La pedagogía del plomo en las aulas mexicanas
En un sublime acto de rectificación pedagógica, la violencia estructural mexicana ha decidido democratizarse y colonizar las aulas. La ilustre Fabiola Ortiz Medina, erudita en psicología y docencia, recibió su evaluación final mediante proyectiles de plomo, administrados por un discípulo aplicado frente al Colegio de Bachilleres 6, en el municipio oaxaqueño de Putla Villa de Guerrero. La hipótesis rectora sugiere un desencuentro intelectual respecto a una calificación académica insatisfactoria.
La maestra fue interpelada a la luz celestial, en el horario estelar de las 15:00 horas, mientras ejecutaba la rutinaria ceremonia de estacionar su vehículo. Un joven prometedor, armado con un persuasivo argumento de fuego, se aproximó para rebatir su criterio evaluador con múltiples réplicas balísticas. Ese mismo día, la Fiscalía del Estado, en un alarde de genialidad burocrática, anunció que abordaba la indagatoria con una perspectiva de género, porque nada dice “equidad” como analizar con lente feminista el asesinato de una mujer por un desacuerdo numérico.

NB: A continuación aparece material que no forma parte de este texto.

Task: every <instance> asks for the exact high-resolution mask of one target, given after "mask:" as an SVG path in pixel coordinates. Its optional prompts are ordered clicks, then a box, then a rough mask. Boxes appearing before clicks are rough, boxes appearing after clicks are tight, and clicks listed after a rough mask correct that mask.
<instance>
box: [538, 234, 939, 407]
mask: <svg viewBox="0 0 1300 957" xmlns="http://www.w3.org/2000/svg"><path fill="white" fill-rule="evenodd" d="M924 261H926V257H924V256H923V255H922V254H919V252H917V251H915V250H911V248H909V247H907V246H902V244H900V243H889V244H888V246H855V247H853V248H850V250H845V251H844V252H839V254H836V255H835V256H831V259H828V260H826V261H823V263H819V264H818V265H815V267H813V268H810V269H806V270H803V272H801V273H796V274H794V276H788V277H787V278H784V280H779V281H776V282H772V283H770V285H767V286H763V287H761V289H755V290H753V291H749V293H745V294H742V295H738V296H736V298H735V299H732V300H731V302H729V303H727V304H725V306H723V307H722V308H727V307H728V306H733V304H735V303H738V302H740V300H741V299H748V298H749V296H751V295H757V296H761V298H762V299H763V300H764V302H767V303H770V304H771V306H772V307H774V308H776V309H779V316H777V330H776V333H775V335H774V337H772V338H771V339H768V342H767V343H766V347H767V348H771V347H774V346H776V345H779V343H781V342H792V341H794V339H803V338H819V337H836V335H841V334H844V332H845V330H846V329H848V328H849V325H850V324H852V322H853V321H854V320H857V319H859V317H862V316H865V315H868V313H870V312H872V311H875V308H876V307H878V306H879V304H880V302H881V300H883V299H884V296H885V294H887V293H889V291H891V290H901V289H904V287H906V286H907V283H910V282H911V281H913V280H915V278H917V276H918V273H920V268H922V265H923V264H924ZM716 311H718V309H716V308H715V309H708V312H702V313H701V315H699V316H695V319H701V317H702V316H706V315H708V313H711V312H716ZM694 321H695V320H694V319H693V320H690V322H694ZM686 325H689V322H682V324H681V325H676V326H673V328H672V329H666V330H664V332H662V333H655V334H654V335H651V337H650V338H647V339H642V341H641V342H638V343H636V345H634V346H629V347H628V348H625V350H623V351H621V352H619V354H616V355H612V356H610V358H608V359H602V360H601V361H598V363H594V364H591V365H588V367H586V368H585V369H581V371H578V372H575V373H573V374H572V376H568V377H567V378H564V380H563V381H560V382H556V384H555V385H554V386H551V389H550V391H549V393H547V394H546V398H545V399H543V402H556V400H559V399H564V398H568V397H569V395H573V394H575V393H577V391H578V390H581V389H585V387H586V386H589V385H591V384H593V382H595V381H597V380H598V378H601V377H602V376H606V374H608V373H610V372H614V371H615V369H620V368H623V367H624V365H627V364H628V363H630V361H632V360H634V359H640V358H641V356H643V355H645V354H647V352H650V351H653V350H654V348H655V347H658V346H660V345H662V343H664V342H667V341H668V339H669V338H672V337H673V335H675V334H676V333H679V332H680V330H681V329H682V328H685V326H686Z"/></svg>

El máximo inquisidor regional, José Bernardo Rodríguez, proclamó a los cuatro vientos que la pesquisa “está muy avanzada”, una fórmula mágica que significa “tenemos un culpable obvio pero debatimos los trámites”. Sin develar la identidad del erudito homicida, confirmó su condición estudiantil: “Nuestra línea principal apunta a un conflicto intramuros (…) Es un asunto de una calificación”. He aquí la nueva ecuación educativa: a menor puntuación, mayor calibre.
El alumnado y la comunidad serrana despidieron a la pedagoga en un homenaje póstumo este viernes. “Tu esencia perdura en cada lección asimilada, en cada principio que practicamos y en el afecto que nos legaste”, coreaban en un video viral. Los docentes, mientras tanto, exigen justicia en un país donde ese concepto es más abstracto que el álgebra. La directora del plantel, Verónica Hernández, publicó una elegía: “Faltará una educadora, una mujer, pero sobre todo una progenitora les hará falta a sus vástagos”. El gremio magisterial de la institución demandó a las autoridades “esclarecer el alevoso homicidio”, como si en México los crímenes se resolvieran en lugar de archivarse.
El currículum oculto de la barbarie
Este no es un hecho aislado, sino el plan de estudios no oficial del sistema educativo nacional. En 2017, un discente de 15 años impartió una clase magistral de balística en un colegio privado de Monterrey, lesionando a su mentora y a varios condiscípulos antes de autoeliminarse. Dos años después, un infante de 11 primaveras en Torreón, Coahuila, ejecutó a su instructora y luego se aplicó la autopena capital. En episodios más recientes, el pasado septiembre, educandos del Cetis 78 de Altamira, Tamaulipas, evaluaron la resistencia ósea de su director durante una protesta estudiantil. En las grabaciones del suceso, los propios alumnos documentaron cómo el varón recibía un torrente de puñetazos, patadas y impactos faciales.
En la nación azteca, la tenencia de armas está reglamentada, pero estos ejercicios de violencia discente reavivan periódicamente el debate sobre el programa Mochila Segura, una iniciativa que proponía escudriñar las pertenencias de los alumnos. La medida fue descartada después de que la Suprema Corte de Justicia y organismos defensores de derechos humanos determinaran que vulneraba la intimidad de los estudiantes. Mejor un alumno vivo con su privacidad intacta que un profesor muerto con sus derechos laborales violados. El genio de la jurisprudencia ha dictaminado que es preferible convertir a los maestros en objetivos móviles antes que en vigilantes con protocolos definidos.
Así, el círculo virtuoso de la sinrazón se perpetúa: los pupilos aprenden que un desacuerdo se resuelve con un cartucho, las instituciones responden con comisiones y perspectivas de género, y la sociedad contempla, atónita, cómo el templo del saber se convierte en un campo de tiro.